# Natural Gas Data Collection
### What we are building
We will build a Web Crawler to collect data for us that we will then build scripts to clean and analyze the data we collect. The data we are collecting in this example is from https://www.eia.gov a U.S Government agency, Energy Information Administration. They have a vast supply of data for all sorts of enrgies like Crude Oil, Natural Gas, Coal, Heating Oil, etc, but for this example we will only be using Natural Gas data.
### Modules
 - bs4    (https://www.crummy.com/software/BeautifulSoup/bs4/doc/)

In [2]:
# Importing Modules
from bs4 import BeautifulSoup as soup
from urllib.request import urlopen as uReq
from datetime import datetime
import pandas as pd
import csv

### Configuring Soup
We set the url equal to the website with the target data we are trying to collect. Next we define the Client to request are target url, we then create the soup to read all the html in the url, And lastly closing the client.

In [3]:
# Config for bs4
url =  'https://www.eia.gov/dnav/ng/ng_sum_lsum_dcu_nus_m.htm' # Target Website
uClient = uReq(url) # Defining 
page_soup = soup(uClient.read(), "html.parser") # Creating the soup
uClient.close() #Closing 

### Collecting Raw Data
We now define the data we are looking to collect, if you try to reproduce this project with different data you can find the data be inspecting the elements in your browser.

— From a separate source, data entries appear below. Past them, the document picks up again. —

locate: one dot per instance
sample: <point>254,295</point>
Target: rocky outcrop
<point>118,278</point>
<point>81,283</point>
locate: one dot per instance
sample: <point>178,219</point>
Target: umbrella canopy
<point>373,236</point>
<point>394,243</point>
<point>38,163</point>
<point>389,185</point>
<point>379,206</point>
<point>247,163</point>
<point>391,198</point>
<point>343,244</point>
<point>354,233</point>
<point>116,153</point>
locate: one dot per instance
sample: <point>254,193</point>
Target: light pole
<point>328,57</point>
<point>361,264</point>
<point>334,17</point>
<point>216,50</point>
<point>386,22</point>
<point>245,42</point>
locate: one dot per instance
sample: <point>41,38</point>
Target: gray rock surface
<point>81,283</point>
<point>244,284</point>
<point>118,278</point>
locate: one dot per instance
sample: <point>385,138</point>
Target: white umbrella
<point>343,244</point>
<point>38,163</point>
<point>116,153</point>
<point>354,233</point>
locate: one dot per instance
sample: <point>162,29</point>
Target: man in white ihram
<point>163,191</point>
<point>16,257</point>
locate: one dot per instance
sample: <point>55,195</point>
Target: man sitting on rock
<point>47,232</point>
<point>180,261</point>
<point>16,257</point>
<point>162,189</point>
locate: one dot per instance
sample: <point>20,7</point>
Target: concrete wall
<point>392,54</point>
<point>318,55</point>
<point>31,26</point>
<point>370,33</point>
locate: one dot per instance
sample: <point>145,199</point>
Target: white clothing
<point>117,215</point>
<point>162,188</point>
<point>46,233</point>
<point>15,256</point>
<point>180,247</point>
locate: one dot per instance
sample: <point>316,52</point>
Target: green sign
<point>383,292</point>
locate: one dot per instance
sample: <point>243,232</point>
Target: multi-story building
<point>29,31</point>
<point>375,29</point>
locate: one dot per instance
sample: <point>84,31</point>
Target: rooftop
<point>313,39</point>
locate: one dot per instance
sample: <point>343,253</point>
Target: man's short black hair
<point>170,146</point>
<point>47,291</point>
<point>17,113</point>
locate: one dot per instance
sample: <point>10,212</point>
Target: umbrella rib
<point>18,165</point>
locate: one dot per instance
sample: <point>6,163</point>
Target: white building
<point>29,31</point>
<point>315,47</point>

The target data in this example is in the following html tags.
- < td class="Current2" > TARGET_DATA < /td > 

To find all the data in these html tags we use the following
- find.All('td', {'class' : 'Current2'})

Now we have our target data, but it's raw data we need to clean it for efficient future use.

In [4]:
# Finding Target Data
Target_Data = page_soup.findAll('td', {'class' : 'Current2'})
sample = Target_Data[:5]
print('Sample of Data Collected!!! ', sample)

Sample of Data Collected!!!  [<td class="Current2" width="76">NA</td>, <td class="Current2" width="76">1.50</td>, <td class="Current2" width="76">1.48</td>, <td class="Current2" width="76">1.48</td>, <td class="Current2" width="76">3.17</td>]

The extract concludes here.